According to Trojand, there's a common misconception that Snowflake organizing is only about door-knocking. The idea is to empower volunteers to tell their own stories and why they're part of the campaign, and not to defer to centralized powers or talking points.
"People say, 'The Ganz model is story-telling or canvassing,' but there's more to the model than just the tactics," she said. "It actually wasn't designed to be an electoral tool. People sometimes lose sight of that -- the model comes from grassroots movements, groups of oppressed people who affected change."
There are, of course, other organizing models. The low-income advocacy group Association of Community Organizations for Reform Now (ACORN) developed one that pre-dated the Snowflake. Founded in the U.S. in 1970 but disbanded in 2010, ACORN's surviving northern counterpart today claims more than 70,000 members in nine Canadian cities.
The ACORN model is far more decentralized than its Snowflake counterpart, in that its agenda and issues are dictated from the local level up, chosen by dues-paying low-income members. Rather than canvassing for support on predetermined campaigns, ACORN members knock on doors to find out what issues are most important to people in their area and plan campaigns around those issues.
"There are definitely similarities," said ACORN Canada's executive director Judy Duncan, "but a lot of the recent dialogue I've seen on the Snowflake model seems to just look at getting out the vote. That's really important to making democracy work, but it's very important that it happen between election cycles, too."
Some decisions can't be decentralized: Trojand
Even for non-partisan advocates such as Dogwood, applying the model during the election raised tensions that were at times a struggle, Trojand said.
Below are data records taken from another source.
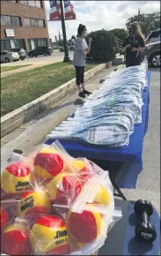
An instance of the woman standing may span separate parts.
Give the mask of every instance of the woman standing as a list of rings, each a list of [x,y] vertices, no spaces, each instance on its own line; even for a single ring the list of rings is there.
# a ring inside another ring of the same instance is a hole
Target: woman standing
[[[126,52],[126,67],[140,65],[142,51],[145,49],[144,36],[137,21],[130,24],[128,36],[125,39],[121,51]]]
[[[85,65],[86,54],[91,50],[91,38],[89,38],[89,46],[86,43],[84,37],[87,34],[87,29],[84,25],[80,24],[77,28],[77,38],[75,42],[75,50],[73,56],[73,64],[76,69],[76,83],[79,91],[79,97],[85,98],[85,94],[91,94],[85,90],[84,83],[84,73]]]

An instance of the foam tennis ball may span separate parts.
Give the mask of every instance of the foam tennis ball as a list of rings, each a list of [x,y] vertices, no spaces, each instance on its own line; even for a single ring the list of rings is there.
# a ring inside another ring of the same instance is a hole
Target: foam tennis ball
[[[55,149],[45,147],[35,156],[33,165],[35,175],[38,177],[52,179],[62,171],[64,162]]]
[[[73,169],[76,169],[76,172],[82,182],[86,182],[90,177],[91,177],[91,172],[84,161],[75,159],[70,162],[70,165]]]
[[[84,244],[80,244],[77,243],[77,241],[76,241],[71,236],[70,237],[70,243],[69,243],[69,248],[68,248],[68,253],[73,252],[77,252],[80,249],[82,249],[83,247],[84,247]]]
[[[1,235],[1,252],[8,255],[30,255],[28,230],[20,223],[6,226]]]
[[[1,207],[1,230],[9,222],[9,214],[7,210]]]
[[[70,206],[82,190],[80,180],[72,174],[60,173],[47,186],[55,204]]]
[[[22,192],[31,190],[33,176],[29,166],[22,162],[10,164],[1,176],[2,189],[5,193]]]
[[[100,234],[102,219],[94,206],[87,205],[81,213],[69,211],[67,215],[68,230],[78,243],[90,243]]]
[[[45,191],[24,192],[18,205],[20,217],[50,211],[50,200]]]
[[[110,193],[104,185],[99,185],[99,190],[96,194],[94,202],[103,206],[108,206],[110,204]]]
[[[57,215],[38,219],[31,230],[31,243],[33,250],[37,248],[43,255],[64,255],[68,249],[68,232],[62,219]]]

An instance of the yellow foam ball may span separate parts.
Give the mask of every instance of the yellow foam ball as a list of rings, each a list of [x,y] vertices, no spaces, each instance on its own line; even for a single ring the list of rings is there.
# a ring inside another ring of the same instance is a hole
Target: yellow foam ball
[[[50,211],[50,200],[44,191],[24,192],[18,204],[20,217],[34,214],[48,213]]]
[[[96,194],[94,202],[99,205],[108,206],[110,203],[110,193],[104,185],[99,185],[99,190]]]

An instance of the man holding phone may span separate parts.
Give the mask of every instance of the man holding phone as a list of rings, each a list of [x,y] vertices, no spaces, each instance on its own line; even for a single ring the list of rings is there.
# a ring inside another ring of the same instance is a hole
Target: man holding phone
[[[140,65],[142,51],[145,49],[144,37],[138,22],[128,27],[128,36],[125,39],[121,52],[126,52],[126,67]]]

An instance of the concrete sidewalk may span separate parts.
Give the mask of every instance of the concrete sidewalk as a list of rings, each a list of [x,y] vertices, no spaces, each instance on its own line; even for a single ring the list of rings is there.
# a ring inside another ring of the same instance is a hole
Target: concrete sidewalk
[[[113,66],[110,69],[106,69],[88,80],[86,83],[88,90],[92,92],[99,85],[99,80],[106,77],[115,68],[116,66]],[[52,131],[59,121],[62,121],[61,117],[62,117],[63,114],[67,117],[69,114],[73,113],[76,108],[77,108],[77,105],[75,105],[75,102],[78,98],[77,94],[77,91],[71,93],[58,102],[57,107],[50,107],[29,122],[23,124],[18,128],[3,137],[1,139],[1,169],[3,169],[8,164],[8,159],[10,159],[12,151],[18,147],[18,145],[23,142],[26,143],[25,141],[27,137],[29,137],[28,140],[32,139],[32,136],[36,136],[36,131],[40,132],[40,130],[46,129],[51,120],[53,120],[53,126],[50,130]],[[47,132],[47,133],[49,132]],[[47,133],[45,135],[47,135]],[[42,143],[43,139],[44,138],[41,138],[39,143]]]

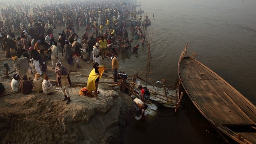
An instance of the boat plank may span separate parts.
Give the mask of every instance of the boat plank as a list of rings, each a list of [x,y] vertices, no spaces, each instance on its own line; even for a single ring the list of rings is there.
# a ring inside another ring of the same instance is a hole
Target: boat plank
[[[253,123],[253,122],[248,119],[247,116],[240,110],[236,106],[234,105],[227,105],[227,109],[234,116],[239,124]]]
[[[240,108],[250,118],[251,118],[254,123],[256,123],[256,113],[255,110],[248,105],[241,104],[240,105]]]
[[[240,143],[245,141],[256,144],[256,132],[241,132],[239,141],[236,138],[238,134],[236,130],[232,131],[219,125],[255,125],[256,106],[218,74],[196,60],[194,52],[192,59],[188,59],[190,56],[186,53],[188,47],[187,44],[181,54],[178,74],[193,103],[216,128],[230,138]]]
[[[250,140],[250,142],[256,142],[255,134],[254,133],[243,132],[241,133],[241,136],[247,140]]]
[[[207,116],[210,116],[210,118],[217,124],[230,124],[230,121],[225,116],[220,114],[220,108],[216,108],[215,107],[219,108],[218,106],[204,106],[204,112]]]
[[[222,124],[238,123],[237,121],[234,116],[230,114],[230,112],[226,109],[226,106],[220,105],[214,105],[213,107],[218,112],[216,115],[217,117],[214,117],[216,119],[214,119],[214,121],[217,122],[217,123]],[[223,116],[222,117],[222,118],[220,118],[220,115]],[[212,118],[211,116],[211,118]]]

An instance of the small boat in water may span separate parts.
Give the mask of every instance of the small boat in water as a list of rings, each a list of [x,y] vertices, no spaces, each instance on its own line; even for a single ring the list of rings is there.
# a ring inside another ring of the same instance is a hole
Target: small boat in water
[[[240,144],[256,143],[256,107],[224,79],[187,54],[178,62],[180,83],[202,115],[222,135]],[[190,50],[190,49],[189,49]]]
[[[144,13],[144,10],[139,10],[137,12],[136,12],[136,14],[142,14]]]

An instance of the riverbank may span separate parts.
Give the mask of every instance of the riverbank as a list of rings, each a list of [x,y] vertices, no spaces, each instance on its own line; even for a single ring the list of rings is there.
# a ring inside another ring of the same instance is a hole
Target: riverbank
[[[76,32],[80,36],[85,30],[80,27]],[[62,30],[54,30],[56,39],[59,31]],[[5,68],[0,67],[0,81],[6,89],[0,95],[0,143],[121,143],[122,128],[134,120],[132,115],[134,108],[130,96],[119,90],[113,90],[108,84],[113,82],[110,58],[101,60],[108,73],[100,81],[98,96],[102,100],[98,100],[78,94],[82,88],[86,86],[88,76],[93,69],[92,62],[81,61],[82,68],[74,72],[75,66],[66,66],[66,60],[60,50],[58,52],[60,60],[70,72],[71,81],[77,86],[70,89],[71,101],[68,104],[61,101],[64,97],[60,90],[56,90],[51,95],[34,92],[28,95],[13,94],[12,80],[3,78]],[[0,64],[2,66],[7,62],[10,69],[9,72],[15,70],[12,60],[3,58],[4,56],[4,51],[0,51]],[[56,80],[54,70],[50,60],[47,63],[48,69],[43,75],[48,75],[53,82]],[[10,74],[10,77],[13,74]],[[32,78],[34,74],[27,73]]]

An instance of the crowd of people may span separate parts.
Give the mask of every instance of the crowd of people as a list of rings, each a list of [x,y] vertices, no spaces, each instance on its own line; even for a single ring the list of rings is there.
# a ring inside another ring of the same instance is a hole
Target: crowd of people
[[[72,82],[67,68],[58,61],[59,50],[68,66],[74,64],[73,58],[77,68],[82,68],[81,59],[88,63],[92,61],[87,87],[90,92],[94,91],[97,100],[100,100],[97,95],[98,83],[105,68],[100,66],[101,60],[111,58],[113,82],[118,82],[118,56],[122,51],[127,52],[134,40],[129,39],[122,20],[134,18],[133,3],[114,0],[69,2],[40,6],[14,3],[2,8],[0,18],[4,20],[0,23],[0,45],[6,58],[13,59],[17,70],[11,84],[14,92],[27,94],[34,89],[37,93],[53,94],[55,86],[50,83],[48,76],[41,78],[42,72],[47,70],[47,61],[51,60],[58,86],[64,96],[62,101],[67,100],[68,104],[71,101],[68,88]],[[80,37],[76,32],[80,26],[86,27]],[[134,38],[143,37],[139,26],[131,26],[132,34],[136,32]],[[62,32],[54,38],[53,32],[59,28],[63,30]],[[145,37],[142,42],[144,45]],[[132,49],[137,52],[139,46]],[[31,74],[36,73],[33,80],[27,77],[28,70]],[[143,104],[135,102],[138,100],[134,101],[140,108],[136,107],[137,111],[144,108],[143,99],[142,96],[140,99]]]

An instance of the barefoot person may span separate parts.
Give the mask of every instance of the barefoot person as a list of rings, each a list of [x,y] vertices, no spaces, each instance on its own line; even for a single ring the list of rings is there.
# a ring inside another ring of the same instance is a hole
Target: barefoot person
[[[43,86],[43,91],[45,94],[51,95],[53,94],[55,90],[55,86],[52,86],[52,84],[50,82],[49,76],[45,75],[44,76],[44,81],[42,83]]]
[[[100,65],[98,62],[94,62],[92,64],[94,69],[92,70],[89,75],[87,81],[87,90],[90,93],[94,90],[96,100],[101,100],[100,98],[98,97],[98,94],[99,92],[98,90],[98,83],[100,80],[106,66],[99,66]]]

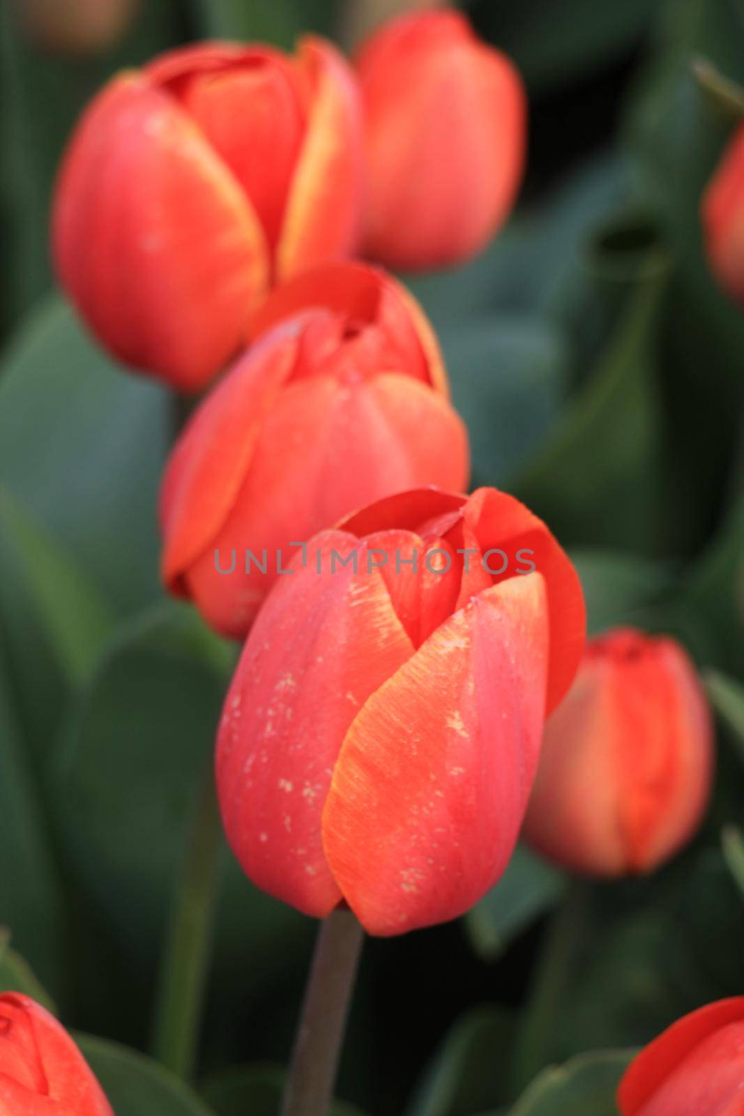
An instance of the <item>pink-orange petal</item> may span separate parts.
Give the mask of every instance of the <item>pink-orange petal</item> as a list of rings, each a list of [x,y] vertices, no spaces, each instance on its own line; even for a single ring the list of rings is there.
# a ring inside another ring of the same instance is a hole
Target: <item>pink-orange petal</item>
[[[263,232],[240,186],[139,74],[109,83],[78,126],[52,239],[61,283],[104,344],[184,391],[236,352],[268,281]]]
[[[352,559],[341,560],[357,550],[355,571]],[[323,917],[341,898],[320,833],[338,751],[357,711],[413,646],[352,536],[317,536],[308,565],[298,555],[292,569],[259,614],[228,693],[218,789],[248,876]]]
[[[717,1030],[744,1020],[744,997],[708,1003],[667,1028],[645,1047],[625,1072],[617,1099],[621,1116],[641,1116],[665,1079]],[[729,1109],[725,1109],[726,1114]],[[734,1108],[732,1116],[737,1116]]]
[[[484,555],[494,548],[509,556],[510,565],[502,578],[514,576],[520,552],[532,551],[522,560],[533,561],[545,579],[550,616],[547,712],[550,713],[568,692],[583,654],[587,625],[579,575],[545,523],[506,492],[477,489],[465,504],[463,518]]]
[[[292,373],[297,347],[291,326],[254,345],[194,413],[176,443],[160,508],[163,579],[172,591],[216,540],[245,479],[261,423]]]
[[[513,579],[437,628],[355,719],[323,847],[370,933],[454,918],[504,870],[538,761],[547,652],[543,579]]]
[[[279,281],[352,256],[361,234],[361,105],[354,74],[315,36],[300,41],[298,64],[313,92],[277,250]]]

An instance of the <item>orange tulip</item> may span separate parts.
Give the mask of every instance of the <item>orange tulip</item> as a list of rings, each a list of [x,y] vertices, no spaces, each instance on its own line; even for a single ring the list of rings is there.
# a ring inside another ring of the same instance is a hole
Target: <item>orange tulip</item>
[[[711,715],[679,644],[618,628],[592,639],[545,727],[524,836],[599,876],[650,872],[692,837],[711,790]]]
[[[631,1061],[620,1116],[742,1116],[744,997],[677,1020]]]
[[[0,995],[2,1116],[114,1116],[61,1023],[27,995]]]
[[[467,433],[409,295],[363,264],[279,288],[261,336],[196,411],[162,490],[163,577],[238,638],[341,516],[412,484],[462,489]]]
[[[356,84],[330,44],[174,50],[115,77],[78,125],[55,200],[61,283],[117,357],[197,391],[273,282],[352,253],[363,174]]]
[[[388,497],[298,552],[225,700],[216,776],[250,878],[373,934],[454,918],[514,848],[583,646],[576,570],[513,497]]]
[[[700,212],[711,268],[728,294],[744,302],[744,127],[726,148]]]
[[[526,102],[513,64],[454,11],[414,12],[363,44],[367,252],[425,270],[480,252],[522,179]]]

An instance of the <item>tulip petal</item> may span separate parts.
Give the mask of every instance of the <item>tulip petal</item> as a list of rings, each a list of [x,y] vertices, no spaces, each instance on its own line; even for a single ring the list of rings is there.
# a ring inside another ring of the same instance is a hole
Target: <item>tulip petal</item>
[[[277,251],[277,278],[351,256],[361,231],[361,106],[341,55],[312,36],[299,65],[313,88],[306,141],[294,172]]]
[[[579,575],[563,548],[529,508],[496,489],[477,489],[463,509],[463,517],[484,555],[490,548],[505,551],[512,564],[494,580],[514,576],[519,551],[532,551],[524,561],[534,562],[545,579],[550,615],[550,668],[547,713],[562,700],[581,662],[586,638],[586,607]]]
[[[273,251],[305,133],[294,65],[253,50],[240,65],[191,78],[180,100],[250,198]]]
[[[272,580],[277,549],[284,548],[287,565],[289,542],[310,539],[349,509],[428,478],[464,483],[464,439],[450,405],[407,376],[291,383],[261,424],[230,514],[189,571],[209,622],[228,635],[244,634]],[[265,550],[268,578],[242,568],[220,575],[214,549],[235,550],[239,562],[245,550],[259,557]]]
[[[191,419],[168,461],[161,490],[163,579],[182,576],[213,541],[243,483],[261,421],[292,373],[297,329],[254,345]]]
[[[341,315],[349,325],[377,326],[399,367],[448,396],[447,377],[434,330],[406,289],[390,276],[366,263],[328,263],[276,288],[251,321],[258,337],[277,323],[307,310]],[[393,368],[378,368],[393,371]]]
[[[45,1008],[27,995],[0,995],[0,1112],[8,1116],[113,1116],[96,1077],[64,1027]],[[31,1061],[32,1079],[8,1071],[6,1045],[22,1043],[23,1057]],[[38,1095],[36,1089],[44,1095]]]
[[[358,564],[336,567],[332,551]],[[321,573],[318,573],[318,556]],[[320,817],[359,708],[413,653],[384,581],[352,536],[327,531],[280,578],[248,638],[218,739],[228,839],[250,878],[323,917],[341,893]]]
[[[455,12],[403,17],[358,58],[367,122],[367,252],[436,268],[484,248],[522,177],[526,102],[505,55]]]
[[[76,133],[54,250],[103,341],[185,391],[239,348],[268,282],[248,199],[177,103],[137,74],[110,83]]]
[[[744,1022],[744,997],[740,995],[728,1000],[719,1000],[717,1003],[709,1003],[673,1023],[641,1050],[626,1070],[617,1097],[622,1116],[642,1116],[646,1110],[645,1106],[651,1101],[664,1081],[685,1058],[694,1054],[696,1047],[714,1036],[721,1028],[742,1022]],[[712,1066],[707,1068],[707,1078],[708,1084],[712,1083],[712,1078],[715,1078]],[[740,1078],[744,1079],[741,1057]],[[741,1094],[741,1080],[737,1091]],[[678,1103],[684,1103],[684,1094],[677,1099]],[[744,1097],[740,1095],[738,1104],[741,1105],[743,1101]],[[664,1110],[673,1112],[670,1107],[666,1107]],[[719,1110],[726,1116],[738,1116],[741,1108],[734,1106],[733,1109],[711,1109],[712,1113]],[[680,1109],[675,1107],[675,1116],[677,1112]],[[696,1108],[695,1112],[699,1112],[699,1108]]]
[[[454,918],[512,854],[540,748],[544,583],[486,589],[366,702],[322,816],[344,897],[373,934]]]
[[[359,511],[351,512],[350,516],[345,516],[338,526],[360,537],[396,527],[407,531],[419,531],[422,525],[442,517],[451,517],[453,522],[457,522],[466,501],[467,497],[455,492],[443,492],[433,485],[409,489],[407,492],[396,492],[369,503],[366,508],[360,508]]]

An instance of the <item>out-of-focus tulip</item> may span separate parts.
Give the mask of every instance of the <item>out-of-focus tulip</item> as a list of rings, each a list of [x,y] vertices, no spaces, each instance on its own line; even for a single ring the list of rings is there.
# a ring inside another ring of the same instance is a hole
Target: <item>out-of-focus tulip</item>
[[[139,0],[15,0],[27,35],[61,55],[96,55],[113,47],[134,19]]]
[[[174,50],[83,116],[57,186],[57,270],[117,357],[196,391],[273,282],[354,251],[363,177],[356,83],[330,44]]]
[[[399,493],[318,535],[265,600],[220,725],[248,876],[318,917],[345,901],[373,934],[468,910],[511,857],[583,624],[569,559],[494,489]]]
[[[621,1116],[741,1116],[744,997],[677,1020],[631,1061],[617,1099]]]
[[[703,196],[705,247],[713,273],[744,302],[744,127],[734,135]]]
[[[27,995],[0,995],[2,1116],[114,1116],[65,1028]]]
[[[464,489],[468,473],[436,339],[393,279],[329,264],[278,288],[254,325],[260,338],[186,426],[161,498],[166,585],[236,637],[290,543],[402,489]]]
[[[650,872],[695,833],[712,769],[711,715],[686,653],[618,628],[590,641],[545,725],[524,836],[577,872]]]
[[[363,45],[367,252],[425,270],[485,248],[524,167],[526,102],[513,64],[454,11],[415,12]]]

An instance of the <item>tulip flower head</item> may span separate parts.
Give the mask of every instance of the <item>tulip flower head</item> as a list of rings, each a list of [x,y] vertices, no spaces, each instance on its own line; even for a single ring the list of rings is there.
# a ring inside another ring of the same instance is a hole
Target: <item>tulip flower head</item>
[[[713,273],[732,298],[744,302],[744,127],[724,153],[700,212]]]
[[[373,934],[454,918],[516,840],[583,645],[576,570],[494,489],[399,493],[316,536],[265,600],[216,776],[247,875]]]
[[[390,20],[356,66],[367,253],[400,270],[467,260],[506,219],[522,180],[526,99],[516,68],[454,11]]]
[[[631,1061],[618,1089],[620,1116],[741,1116],[744,997],[693,1011]]]
[[[193,415],[161,497],[163,577],[245,635],[296,548],[373,500],[460,490],[467,433],[426,319],[394,280],[330,264],[278,288]]]
[[[711,714],[688,656],[618,628],[590,641],[545,725],[524,836],[577,872],[650,872],[697,829],[712,775]]]
[[[65,1028],[27,995],[0,995],[2,1116],[114,1116]]]
[[[77,127],[61,285],[119,359],[199,391],[274,282],[354,252],[363,175],[356,84],[330,44],[174,50],[115,77]]]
For one, being registered as a third-party advertiser and following strict election rules meant some decisions simply couldn't be decentralized. Another challenge in a fast-paced campaign is speed, she said.
Now that the election is over, Dogwood is shifting its own organizing gears back to everyday citizen engagement. That's proven to be a challenge with the Snowflake model, which Trojand said seems to work best if there is enough money to pay organizing staff.
"An election campaign brings out so much energy and so many people at the last minute," she said. "The toughest time applying this model to organizing is when the story isn't hot."
That presents a potential future challenge for Dogwood, she said. "We don't exist to run an election campaign and then disappear and come back four years later. We exist to actually change the way decisions are made in B.C., and to engage British Columbians."
There's evidence that the national parties adopted aspects Ganz's model this election, but interviews with NDP and Liberal spokespeople were not granted. Still, as political organizers get smarter and more strategic both between and during future elections -- whether or not Canadians realize it -- imported variations of the Snowflake model are likely here to stay.
For Trojand, at least, the northern experiment with Ganz's ideas in the federal campaign paid off. "The big learning is that it works."